電気羊

ヴァージン・スーサイズの電気羊のレビュー・感想・評価

ヴァージン・スーサイズ(1999年製作の映画)
3.6
「スタンド・バイ・ミー」は、少年時代の友情と思い出をテーマにしたものだったが、この作品は絶望した少女たちの希死念慮とその少女たちへ想いを寄せた少年たちの憧憬が描かれている。

厳格な高校の数学教師の父親と母親を持つ、女子高生3人と女子中学生2人の美人5人姉妹。
近所の男たちの間でも何かと評判だった。だが、末娘が浴槽で手首を切り自殺を企図する。
末娘のカウンセリングを行った医師から厳格な両親は「末娘の自殺はしつけが厳しすぎるからだ」と指摘され、両親もその意見を受け入れ、柄にもなくホームパーティーを主催し、同級生の男子たちを招待する。
だが、あろうことかそのパーティーの席で末娘が2階から投身自殺してしまう。

ショックを受けた両親と残された4人姉妹だったが、徐々に日常生活を取り戻していく。
両親は末娘の自殺を悔いて、ある程度、娘たちに自由を認めるようになるのだが、これが裏目に出てしまう。
ある夜、パーティーに出かけた4人姉妹の一番下の女子中学生が、彼氏と一夜を共にし処女を失い朝帰りする。
両親は娘たちが堕落したと激怒し、学校にも行かせず家に監禁し、ロックのレコードも全て廃棄処分する。
そのことを知った校長から、数学教師を解雇された父親はいよいよ意固地になっていく。

美人姉妹は、友人たちや外の世界との繋がりを絶たれあることを決意する。
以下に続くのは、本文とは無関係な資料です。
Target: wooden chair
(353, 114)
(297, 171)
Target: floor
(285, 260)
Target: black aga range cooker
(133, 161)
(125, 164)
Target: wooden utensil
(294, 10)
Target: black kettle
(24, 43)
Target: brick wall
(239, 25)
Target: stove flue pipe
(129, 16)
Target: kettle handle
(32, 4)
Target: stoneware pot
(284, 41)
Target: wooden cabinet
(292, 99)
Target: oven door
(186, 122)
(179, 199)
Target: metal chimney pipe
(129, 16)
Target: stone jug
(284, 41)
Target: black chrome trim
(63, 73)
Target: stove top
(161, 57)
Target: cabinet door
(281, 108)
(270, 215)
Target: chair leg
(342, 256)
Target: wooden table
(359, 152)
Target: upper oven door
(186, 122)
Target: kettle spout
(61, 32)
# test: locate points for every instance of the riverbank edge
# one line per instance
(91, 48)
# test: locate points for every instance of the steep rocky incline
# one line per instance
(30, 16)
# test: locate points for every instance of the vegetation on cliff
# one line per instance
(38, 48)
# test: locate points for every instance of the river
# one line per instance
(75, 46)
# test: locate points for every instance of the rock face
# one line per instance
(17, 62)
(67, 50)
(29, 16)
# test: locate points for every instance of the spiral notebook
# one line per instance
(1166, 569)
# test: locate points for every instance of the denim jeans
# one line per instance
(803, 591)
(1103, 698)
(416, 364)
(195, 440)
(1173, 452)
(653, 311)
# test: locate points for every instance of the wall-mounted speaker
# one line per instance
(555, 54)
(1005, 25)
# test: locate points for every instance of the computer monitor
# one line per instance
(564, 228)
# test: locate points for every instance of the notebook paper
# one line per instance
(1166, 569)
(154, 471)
その決意を実行するため、自分たちに好意を寄せている少年たちに電話で家出の計画を持ち掛ける。

美人姉妹からの誘いに少年たちはすぐに賛成し、仲間の自動車で美人姉妹たちを乗せ、とある一軒家にたどり着く。
少年たちは美人姉妹とこれから楽しい日々が始まると浮かれたのも束の間、美人姉妹は全員、その家で自殺してしまうのだった。

ラストのドブ臭いにおいで充満した邸宅で開かれたパーティーは、汚れた大人の世界を描写したものだったのか。

美しい思い出は、美しいままでさらに美化され色褪せることがないんだよね。